As staged though, it's a frantic, Hellzapoppin' farrago—all over-the-top sight gags, double entendres, mugging and mayhem—that makes one long for the finale. That aforementioned showpiece, well and truly sung by Brenda Rae, gets lost amid her jogging about with a blue boa, and the sparkling overture vanishes under nonstop onstage mimed japery.
Blame not the singers. Bruce Sledge is the capable tenor, here christened Vladimir Vladimirescu, and Rae plays his pungent wife, Vlada. Erin Morley sings the rival soprano with enormous aplomb, and Meredith Arwady makes a massive impression as a third competitor for top billing in l'affaire Stravinsky. Anthony Michaels-Moore enacts the Diaghilevian impresario, with rubber-faced Kevin Burdette as his business manager. Soon enough, the onstage whimsy turns into whamsy.
When the action shifts to China, Sledge is now Stravinsky's Fisherman, Morley sings the Nightingale peerlessly, Rae is the Cook, Michaels-Moore the Emperor, and Arwady's remarkable true contralto personifies Death. Again, no complaints about the singing. Kenneth Montgomery leads a crisp account of the Mozart and a skillful, richly detailed reading of the Russian opera, notable for its extended orchestral passages. It's sung in Russian, by the way.
To return, then, to Longworth's forthright pillow and to saying the not-so-nice. Take that production team. Please. Granted that Le Rossignol's spare plot—Nightingale charms Emperor; Emperor, stupidly bewitched by Japanese mechanical bird, banishes Nightingale; Nightingale's song rescues Emperor from Death—lacks much drama. It's all about the music, Stravinsky's opalescent score, and the accompanying exotic, should-be spectacular chinoiserie.

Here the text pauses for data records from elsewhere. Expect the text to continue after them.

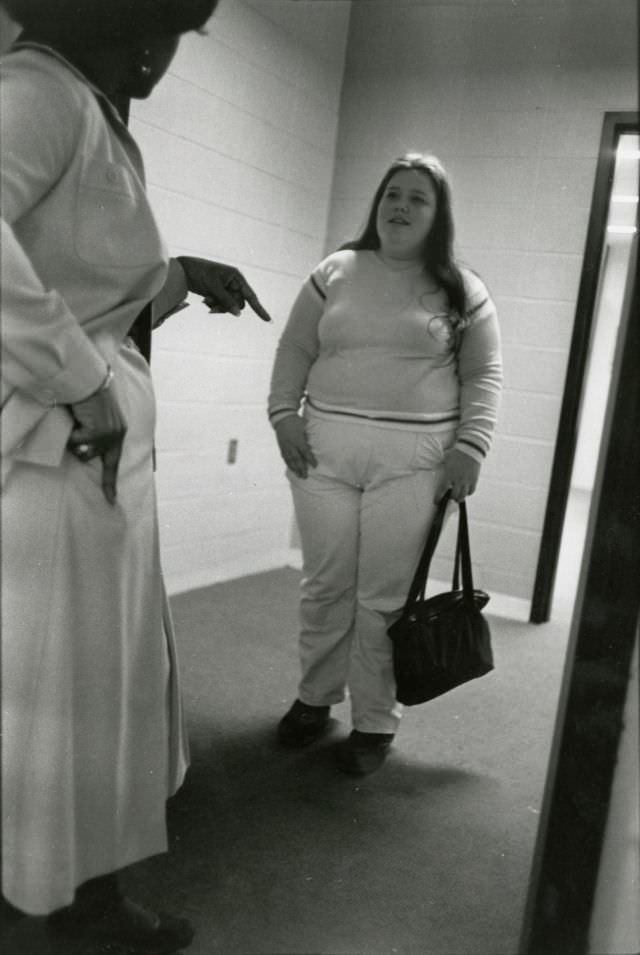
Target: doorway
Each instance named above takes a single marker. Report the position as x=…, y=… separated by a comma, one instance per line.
x=612, y=224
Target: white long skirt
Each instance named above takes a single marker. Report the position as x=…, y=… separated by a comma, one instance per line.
x=93, y=740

Director Michael Gieleta's self-indulgent "concept" nearly ruins both. His Rossignol opens with the comic tableau that closed the Mozart, its goggle-eyed cast huddled center stage in the impresario's office. Then, during Stravinsky's timeless pianissimo orchestral introduction, the singers frantically change costume and rearrange the set (an ugly one by James Macnamara), drowning out the music and destroying the crystalline mood the opera proposes.
Worse yet, Gieleta's showy coup de théâtre returns at opera's end when the cast reassumes that pointless comic tableau, again ignoring the delicacy and stillness of Stravinsky's conclusion. Well, I could go on, Mrs. Longworth, about frenetic choreography (Seán Curran) and Fabio Toblini's costumes (fun for Mozart, not-so-much for Stravinsky). Your pillow invites candor. Though this SFO production disappoints in many ways, it still succeeds entirely in one vital element.
The voice of the Nightingale. Erin Morley in a could-be Paul Poiret gown. The real thing.